To locate the screw-axis, a ‘fit–refit’ procedure, as described by Lesk and Chothia (38) is used. Following superposition of the starting and ending conformations, we only consider the set of eliminated atoms. We perform an RMS-fit of that set between the starting and ending conformations; the server performs the new superposition (arbitrarily) on the ending conformation. A comparison of the new position of the ending conformation following this latest fit with its position following the ‘sieve-fit’ procedure yields a geometric transformation whose screw axis is (approximately) the axis of the hinge motion, i.e., the location of the hinge, as has been published elsewhere (39).
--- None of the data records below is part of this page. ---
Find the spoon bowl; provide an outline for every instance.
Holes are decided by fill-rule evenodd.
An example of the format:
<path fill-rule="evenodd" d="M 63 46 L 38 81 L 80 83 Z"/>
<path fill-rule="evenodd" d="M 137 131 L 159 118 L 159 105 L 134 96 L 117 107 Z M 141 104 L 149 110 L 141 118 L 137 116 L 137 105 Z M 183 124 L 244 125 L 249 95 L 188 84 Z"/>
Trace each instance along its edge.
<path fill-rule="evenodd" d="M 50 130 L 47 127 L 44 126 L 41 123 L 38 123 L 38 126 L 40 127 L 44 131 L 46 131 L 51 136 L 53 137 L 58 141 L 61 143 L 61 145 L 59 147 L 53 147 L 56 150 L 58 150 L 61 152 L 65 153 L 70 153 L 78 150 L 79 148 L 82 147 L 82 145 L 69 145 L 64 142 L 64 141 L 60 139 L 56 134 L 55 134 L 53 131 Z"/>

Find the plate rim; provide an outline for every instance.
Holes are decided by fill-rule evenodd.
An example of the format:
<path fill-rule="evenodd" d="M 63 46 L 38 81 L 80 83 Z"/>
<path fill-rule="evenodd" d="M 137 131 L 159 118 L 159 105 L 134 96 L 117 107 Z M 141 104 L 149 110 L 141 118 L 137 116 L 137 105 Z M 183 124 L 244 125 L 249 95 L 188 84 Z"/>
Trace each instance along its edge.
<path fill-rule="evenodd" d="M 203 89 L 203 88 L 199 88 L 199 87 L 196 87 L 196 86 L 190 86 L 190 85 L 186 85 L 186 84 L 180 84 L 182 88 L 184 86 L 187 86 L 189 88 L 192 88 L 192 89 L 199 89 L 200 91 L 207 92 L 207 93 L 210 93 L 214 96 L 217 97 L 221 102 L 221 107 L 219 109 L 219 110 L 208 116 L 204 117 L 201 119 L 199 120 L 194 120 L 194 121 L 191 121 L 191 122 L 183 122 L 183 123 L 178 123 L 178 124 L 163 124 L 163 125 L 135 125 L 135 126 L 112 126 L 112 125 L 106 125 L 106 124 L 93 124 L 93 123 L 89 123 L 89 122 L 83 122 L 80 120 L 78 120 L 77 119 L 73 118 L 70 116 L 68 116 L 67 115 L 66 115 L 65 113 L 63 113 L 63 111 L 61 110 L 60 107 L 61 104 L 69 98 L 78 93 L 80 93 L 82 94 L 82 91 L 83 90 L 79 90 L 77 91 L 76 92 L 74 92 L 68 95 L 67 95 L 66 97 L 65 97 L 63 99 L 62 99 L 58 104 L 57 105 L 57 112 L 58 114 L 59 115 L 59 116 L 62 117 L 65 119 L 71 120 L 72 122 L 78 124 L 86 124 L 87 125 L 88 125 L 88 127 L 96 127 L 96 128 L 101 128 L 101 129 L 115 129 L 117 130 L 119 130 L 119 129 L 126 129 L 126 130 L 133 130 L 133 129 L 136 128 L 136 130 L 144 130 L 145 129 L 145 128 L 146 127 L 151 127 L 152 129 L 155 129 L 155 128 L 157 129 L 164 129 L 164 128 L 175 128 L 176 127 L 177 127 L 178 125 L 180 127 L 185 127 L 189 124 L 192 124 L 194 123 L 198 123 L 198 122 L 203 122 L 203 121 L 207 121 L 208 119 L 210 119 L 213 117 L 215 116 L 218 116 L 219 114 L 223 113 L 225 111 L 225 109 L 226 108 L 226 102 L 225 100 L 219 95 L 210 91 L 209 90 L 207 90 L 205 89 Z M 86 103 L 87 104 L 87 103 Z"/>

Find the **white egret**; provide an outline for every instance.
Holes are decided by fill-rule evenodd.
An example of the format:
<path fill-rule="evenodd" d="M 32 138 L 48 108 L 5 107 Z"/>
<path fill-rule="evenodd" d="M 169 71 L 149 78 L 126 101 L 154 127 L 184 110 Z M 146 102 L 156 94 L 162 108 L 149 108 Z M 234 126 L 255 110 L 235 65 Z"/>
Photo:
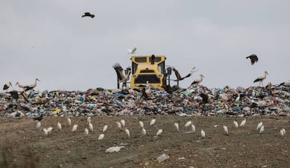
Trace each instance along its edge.
<path fill-rule="evenodd" d="M 191 121 L 188 121 L 188 122 L 186 122 L 186 125 L 184 125 L 184 127 L 188 127 L 189 125 L 191 125 Z"/>
<path fill-rule="evenodd" d="M 97 138 L 97 139 L 98 139 L 98 140 L 102 140 L 102 139 L 104 139 L 104 134 L 100 134 L 99 135 L 99 137 Z"/>
<path fill-rule="evenodd" d="M 177 129 L 177 131 L 179 131 L 179 125 L 178 123 L 174 123 L 174 127 Z"/>
<path fill-rule="evenodd" d="M 71 132 L 76 132 L 77 128 L 78 128 L 78 125 L 74 125 L 71 129 Z"/>
<path fill-rule="evenodd" d="M 239 124 L 237 123 L 237 121 L 233 121 L 233 123 L 234 123 L 234 125 L 235 125 L 235 127 L 236 127 L 236 128 L 238 128 L 239 127 Z"/>
<path fill-rule="evenodd" d="M 162 129 L 158 130 L 158 131 L 156 133 L 156 136 L 158 136 L 160 134 L 161 134 L 161 133 L 163 132 L 163 130 Z"/>
<path fill-rule="evenodd" d="M 258 126 L 257 126 L 257 130 L 259 130 L 259 129 L 261 128 L 261 127 L 262 127 L 262 125 L 263 125 L 263 122 L 260 122 L 258 124 Z"/>
<path fill-rule="evenodd" d="M 60 130 L 62 130 L 62 125 L 60 123 L 60 122 L 57 122 L 57 129 Z"/>
<path fill-rule="evenodd" d="M 244 118 L 241 123 L 240 124 L 240 127 L 243 127 L 246 124 L 246 118 Z"/>
<path fill-rule="evenodd" d="M 204 130 L 200 131 L 200 134 L 202 138 L 205 138 L 205 132 Z"/>
<path fill-rule="evenodd" d="M 105 132 L 106 131 L 106 129 L 108 128 L 108 125 L 104 125 L 103 127 L 103 132 Z"/>
<path fill-rule="evenodd" d="M 228 135 L 228 127 L 227 126 L 223 125 L 223 130 L 225 131 L 226 135 Z"/>
<path fill-rule="evenodd" d="M 151 121 L 150 122 L 150 125 L 155 124 L 156 122 L 156 118 L 152 119 Z"/>

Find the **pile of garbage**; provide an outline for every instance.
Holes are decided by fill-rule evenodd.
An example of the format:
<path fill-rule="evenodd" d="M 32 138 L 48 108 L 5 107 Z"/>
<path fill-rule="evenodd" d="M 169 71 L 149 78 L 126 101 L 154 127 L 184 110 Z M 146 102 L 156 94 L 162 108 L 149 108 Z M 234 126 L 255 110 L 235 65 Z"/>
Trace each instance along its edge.
<path fill-rule="evenodd" d="M 173 92 L 151 88 L 123 90 L 90 89 L 85 92 L 54 90 L 0 93 L 0 115 L 94 116 L 175 114 L 188 115 L 290 115 L 290 83 L 236 89 L 197 85 Z M 145 90 L 144 88 L 143 90 Z"/>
Straightforward calculations allow characterization of the angle of rotation around the hinge axis.
If a significant hinge motion is present, the software uses these transformations to align the Z-axis of the coordinate frame parallel to the hinge axis so that, when the motion is rendered, viewers will look down the screw-axis of the hinge motion. The longest moment of the protein (long axis) is rotated (optionally) so that it is parallel to the Y-axis. Finally, the coordinate frame is translated so that the centroid of the initial conformation is in the center of the field of view.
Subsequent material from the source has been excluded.